Avrupa’da, özellikle Fransa’da Semitizm ve Yahudiliği
eleştirmek kanunen suç iken, 1,5 milyarlık İslam aleminin kutsallarına hakaret
etmek fikir özgürlüğü öyle mi? ‘Yahudiler soykırıma uğramadı’ diye bir beyanat
verin, bakın nasıl bir ceza ile karşılaşıyorsunuz. İslam’a yönelik her türlü
hakaret serbesttir ve fikir özgürlüğü safsatasıyla yutturuyorlar. Ve hakaret
operasyonları başlayınca da bütün küfür dünyası elbirliği ile bundan büyük bir
dayanışma zeminini devşiriyorlar.
İslam’a düşmanlık, batı küfür dünyasının birlik ve
beraberliğini sağlama noktasında ortak bir fikir birliği oluşturmaktadır. Bu
fikir birliği oryantalist bakış açısının pişirildiği ‘Batı Küfür Aklının’ ana
gündem maddesi olarak her zaman yer almaktadır. İslam’a nasıl, nereden ve hangi
araçlarla saldıracaklarını, Şark Enstitülerinde hazırlanan verilerden yola
çıkılarak yapılmaktadır. Çöküşe geçmiş batının, en kestirme yoldan çöküşü
yavaşlatma hamleleri olarak, bu alçakça eylemlerle karşımıza çıkmaktadırlar.

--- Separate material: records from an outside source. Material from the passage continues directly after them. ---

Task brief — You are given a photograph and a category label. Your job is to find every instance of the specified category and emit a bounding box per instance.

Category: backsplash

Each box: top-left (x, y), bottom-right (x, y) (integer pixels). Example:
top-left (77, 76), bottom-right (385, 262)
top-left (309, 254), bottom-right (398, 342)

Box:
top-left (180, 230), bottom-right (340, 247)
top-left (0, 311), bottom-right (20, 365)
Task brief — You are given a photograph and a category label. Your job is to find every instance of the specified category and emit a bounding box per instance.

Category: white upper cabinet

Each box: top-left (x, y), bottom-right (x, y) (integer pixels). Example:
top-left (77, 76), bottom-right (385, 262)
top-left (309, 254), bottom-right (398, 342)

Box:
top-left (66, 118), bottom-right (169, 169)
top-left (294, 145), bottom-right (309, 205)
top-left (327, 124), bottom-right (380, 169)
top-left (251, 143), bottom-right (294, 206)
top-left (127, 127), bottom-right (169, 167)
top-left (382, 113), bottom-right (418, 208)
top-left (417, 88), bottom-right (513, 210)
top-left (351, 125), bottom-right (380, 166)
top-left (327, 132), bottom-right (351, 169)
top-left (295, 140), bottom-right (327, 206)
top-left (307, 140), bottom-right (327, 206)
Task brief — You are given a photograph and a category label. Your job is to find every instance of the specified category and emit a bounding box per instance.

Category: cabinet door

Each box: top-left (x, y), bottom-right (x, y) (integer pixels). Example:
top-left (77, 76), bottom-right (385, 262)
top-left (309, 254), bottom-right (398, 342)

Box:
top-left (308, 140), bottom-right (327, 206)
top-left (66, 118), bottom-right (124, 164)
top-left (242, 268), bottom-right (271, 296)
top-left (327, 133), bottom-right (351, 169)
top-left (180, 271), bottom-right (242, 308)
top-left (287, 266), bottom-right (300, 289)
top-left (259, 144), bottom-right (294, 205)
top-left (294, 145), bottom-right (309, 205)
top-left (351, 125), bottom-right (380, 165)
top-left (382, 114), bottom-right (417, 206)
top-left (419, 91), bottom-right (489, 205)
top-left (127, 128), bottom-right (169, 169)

Bir saldırı ayağını da içimizden devşirdikleri yerli
taşeronlarla eliyle sürdürmektedirler. İçimizdeki bu beyinsizlerin bu alçakça
saldırının kurşun askeri olmaları, ihanetin ötesinde açıkça bir düşmanlıktır.
Bu toplumun içinden çıkmış bazı yaratıkların, kutsallarımıza dil uzatacak kadar
alçalması ancak düşmanlıkla ifade edilebilir. Ve bu aleni düşmanlığın cezasız
kalması ise, sistemin batı küfür dünyasıyla bugüne kadar oluşturduğu
‘bağımlılığının’ acı bir sonucu olarak karşımıza çıkmaktadır.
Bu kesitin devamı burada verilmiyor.